Hi all, I’ve spent a lot of time with this thread and with Ecto fragments - how to regex match dynamically? , but I still can’t quite tell if I’ve got the same problem. If not, I’ll move this over to a new question. Here’s the context:
We’re using Postgres 12 and the jsonb_path_exists
function to find records with a specific value in a json column. (https://www.postgresql.org/docs/12/functions-json.html#FUNCTIONS-JSON-PROCESSING-TABLE)
def search_text(query, %{"search_string" => _string_not_used}) do
from(r in query,
where:
fragment(
"jsonb_path_exists(?, '$.** \\? (@ == \"some_text\")')",
r.body
)
)
end
The above code works like a charm, but when I plug in the variable interpolation like so:
def search_text(query, %{"search_string" => search_string}) do
from(r in query,
where:
fragment(
"jsonb_path_exists(?, '$.** \\? (@ == \"?\")')",
r.body,
^search_string
)
)
end
the resulting query is {"SELECT r0.\"id\", r0.\"project_id\", r0.\"inserted_at\" FROM \"receipts\" AS r0 WHERE (r0.\"project_id\" = $1) AND (r0.\"inserted_at\" >= $2) AND (r0.\"inserted_at\" < $3) AND (jsonb_path_exists(r0.\"body\", '$.** ? (@ == \"$4\")')) ORDER BY r0.\"id\" DESC", [1, ~U[2020-03-31 23:17:04Z], ~U[2020-04-30 23:17:28Z], "variable_text"]}
and I get:
%ArgumentError{
message: "parameters must be of length 3 for query %Postgrex.Query{
cache: :reference, columns: [\"count\"],
name: \"ecto_7266\",
param_formats: [:binary, :binary, :binary],
param_oids: [23, 1114, 1114],
param_types: [Postgrex.Extensions.Int4, Postgrex.Extensions.Timestamp, Postgrex.Extensions.Timestamp],
ref: #Reference<0.1575397138.1124859907.232543>, result_formats: [:binary], result_oids: [20],
result_types: [Postgrex.Extensions.Int8],
statement: \"SELECT count('*') FROM \\\"receipts\\\" AS r0 WHERE (r0.\\\"project_id\\\" = $1) AND (r0.\\\"inserted_at\\\" >= $2) AND (r0.\\\"inserted_at\\\" < $3) AND (jsonb_path_exists(r0.\\\"body\\\", '$.** ? (@ == \\\"$4\\\")'))\",
types: {Postgrex.DefaultTypes, #Reference<0.1575397138.1124990979.26616>}
}"
}
I gather this has to do with Postgrex (or Ecto) passing in my variable as 'variable_text'
, resulting in "'variable_text'"
in Postgres, and I’ve tried to use unquote(…) or the like, but can’t quite figure it out.
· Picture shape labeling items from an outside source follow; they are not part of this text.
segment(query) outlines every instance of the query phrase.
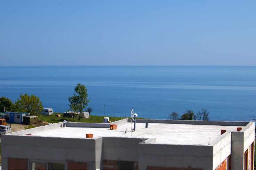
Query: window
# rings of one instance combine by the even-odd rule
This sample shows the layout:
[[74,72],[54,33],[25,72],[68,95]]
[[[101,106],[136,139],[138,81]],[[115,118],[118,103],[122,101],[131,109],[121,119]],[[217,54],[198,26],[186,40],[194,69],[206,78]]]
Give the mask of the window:
[[39,169],[45,170],[63,170],[65,169],[64,163],[55,162],[37,162],[34,161],[30,162],[30,168],[32,170]]

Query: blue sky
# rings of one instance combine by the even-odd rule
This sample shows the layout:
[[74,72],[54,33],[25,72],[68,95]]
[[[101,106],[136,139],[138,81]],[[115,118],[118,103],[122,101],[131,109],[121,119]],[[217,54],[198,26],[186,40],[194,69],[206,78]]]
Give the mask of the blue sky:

Is there something big that I’m missing, and am I reading the right thread?
Would custom Ecto types be a better place to look?
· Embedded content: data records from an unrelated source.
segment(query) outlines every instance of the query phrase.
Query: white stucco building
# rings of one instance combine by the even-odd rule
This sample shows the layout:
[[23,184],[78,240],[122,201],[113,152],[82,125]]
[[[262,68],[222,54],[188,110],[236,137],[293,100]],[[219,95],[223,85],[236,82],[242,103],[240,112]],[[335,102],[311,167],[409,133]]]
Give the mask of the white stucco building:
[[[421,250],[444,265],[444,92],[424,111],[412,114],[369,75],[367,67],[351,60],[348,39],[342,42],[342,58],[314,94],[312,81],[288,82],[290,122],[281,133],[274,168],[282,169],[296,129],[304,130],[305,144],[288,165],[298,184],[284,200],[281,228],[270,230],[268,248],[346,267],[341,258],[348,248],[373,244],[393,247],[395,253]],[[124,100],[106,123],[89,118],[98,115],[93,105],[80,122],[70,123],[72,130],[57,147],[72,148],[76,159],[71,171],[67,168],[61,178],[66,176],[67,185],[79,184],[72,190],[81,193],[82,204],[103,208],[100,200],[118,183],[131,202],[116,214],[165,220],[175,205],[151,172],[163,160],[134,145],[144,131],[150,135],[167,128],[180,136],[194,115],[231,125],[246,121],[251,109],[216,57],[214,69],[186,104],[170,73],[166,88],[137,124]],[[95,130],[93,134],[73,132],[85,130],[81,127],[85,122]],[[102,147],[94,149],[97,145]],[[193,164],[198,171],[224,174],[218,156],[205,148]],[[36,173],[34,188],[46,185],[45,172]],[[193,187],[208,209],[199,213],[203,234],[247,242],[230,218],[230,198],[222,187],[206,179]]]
Thanks so much in advance. @Frogglet, if that final @NobbZ post worked for you, would you mind sharing your code?
@taylordowns2000
working example:
def search_text(query, %{"search_string" => search_string}) do
from(r in query,
where:
fragment(
"jsonb_path_exists(?, '$.** \\? (@ == $search_string)', jsonb_build_object('search_string', ?::text))",
r.body,
^search_string
)
)
end
I had a similar issue trying to dynamically build fragment strings (from a trusted source) and it seems like a general escape hatch for these kind of issues, when trying to use third party macros with dynamic inputs where not explicitly supported is to use Code.eval_quoted
. So, for example, you can wrap an entire select statement and fool Elixir/Ecto into thinking the variables are in fact literals:
Code.eval_quoted(
quote do
select(unquote(escaped_q), [table], %{
dynamic_select: fragment(unquote(some_var), table.field))
})
end
)
I am pretty positive this is the last tool you should reach for and maybe it would be better to use postgrex directly for these cases. I haven’t tried that so I can’t speak to the pros/cons but I’d love to hear people’s thoughts about the practice, and maybe whether Ecto could adopt some “blessed” way of circumventing protections like this one because I certainly feel dirty doing this.
Searched long and hard for this solution! Worked like a charm—thank you!